First, all member states have not rallied to the new Franco-German support for a revived securitisation market.  Political changes in Germany could also modify the contours of that alliance when it comes to securitisation.

The European Supervisory Authorities have shown little enthusiasm for the completion of the reforms already started beyond some positive but small tweaks.  EIOPA, looking after insurance regulation, seems especially uninterested.

Finally, much will turn on the final electoral results of the June elections and what kind of parliamentary majority will emerge: a grand coalition willing to push forward the European project or a populist majority at best uninterested in “more Europe”.

So the securitisation community is most definitely in a better place when it comes to the European policy-making “mood music” than it was in 2019 but the practical battles remain to be fought and the landscape in which they will be fought could itself change quite dramatically.

News you may have missed

  • The final Retention Regulatory Technical Standard (2023/2175) was published in the Official Journal on the 19th of October.  As the final draft has been out for a while, the market has been following it and little will change in practice, but now “it’s the law”.
  • Another Official Journal publication was the EU Green Bond Standard Regulation.
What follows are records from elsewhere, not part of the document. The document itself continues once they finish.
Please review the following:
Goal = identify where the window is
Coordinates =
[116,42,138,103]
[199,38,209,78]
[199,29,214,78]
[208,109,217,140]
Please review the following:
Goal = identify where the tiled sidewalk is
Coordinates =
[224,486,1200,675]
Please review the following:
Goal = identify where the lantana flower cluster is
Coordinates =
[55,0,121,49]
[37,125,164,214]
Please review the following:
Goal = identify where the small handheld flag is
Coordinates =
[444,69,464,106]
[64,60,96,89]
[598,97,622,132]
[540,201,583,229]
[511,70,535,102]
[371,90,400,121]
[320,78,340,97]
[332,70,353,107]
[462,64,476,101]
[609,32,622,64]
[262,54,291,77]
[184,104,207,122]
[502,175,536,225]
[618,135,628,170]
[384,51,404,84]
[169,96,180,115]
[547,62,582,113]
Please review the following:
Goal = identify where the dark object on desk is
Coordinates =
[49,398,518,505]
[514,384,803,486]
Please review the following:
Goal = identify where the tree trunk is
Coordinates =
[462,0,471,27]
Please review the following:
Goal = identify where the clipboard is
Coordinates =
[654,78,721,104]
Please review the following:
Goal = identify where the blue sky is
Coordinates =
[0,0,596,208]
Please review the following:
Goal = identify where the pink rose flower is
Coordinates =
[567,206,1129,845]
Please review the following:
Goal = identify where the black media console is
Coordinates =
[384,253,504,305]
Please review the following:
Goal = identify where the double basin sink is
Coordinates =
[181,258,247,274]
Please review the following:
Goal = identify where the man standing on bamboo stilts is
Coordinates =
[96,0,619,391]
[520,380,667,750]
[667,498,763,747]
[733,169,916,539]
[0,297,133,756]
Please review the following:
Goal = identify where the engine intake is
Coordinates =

After much discussion, the EU GBS conforms the treatment of securitisation to that of all other capital market instruments by defining an EU GBS securitisation as one whose proceeds are used to finance taxonomy-compliant activities (rather than one with securitised assets that are themselves taxonomy compliant).  The standard will apply from 21st December 2024 onwards although some crucial elements of the new framework await technical standards that may not be available until very late next year and therefore may not be practically in place until well into 2025.
  • Following the consultations from the UK FCA and PRA on possible amendments to the Securitisation Regulation since it has now been imported into UK law, the PRA also launched a consultation on capital requirements and other CRR aspects of securitisation.  The deadline is 31st January, were you seeking an excuse to skip Christmas lunch with the in-laws.
  • In one of those speeches we may be quoting many years from now as a turning point, should they bear fruit, Christine Lagarde, President of the ECB (for those who just emerged from a ten-year retreat to a silent order monastery), made an impassioned plea, not only for a real European capital market but indicated that the only way to that goal was a revival of the securitisation market.  PCS cannot but cheer on this thoughtful contribution.  (For more on this, see our story in this newsletter: “The mood music’s new tempo”)

Celebrations and season's greetings

We would like to take this opportunity to thank our readers and other stakeholders for their support throughout 2023, as well as convey our season's greetings and best wishes for the new year.

So, from London, Paris, Milan, Munich, Poznan, Amsterdam, and New York, the Outreach Team and the Analytical Team from PCS send you this season’s greetings and wish you a happy, prosperous, and healthy 2024.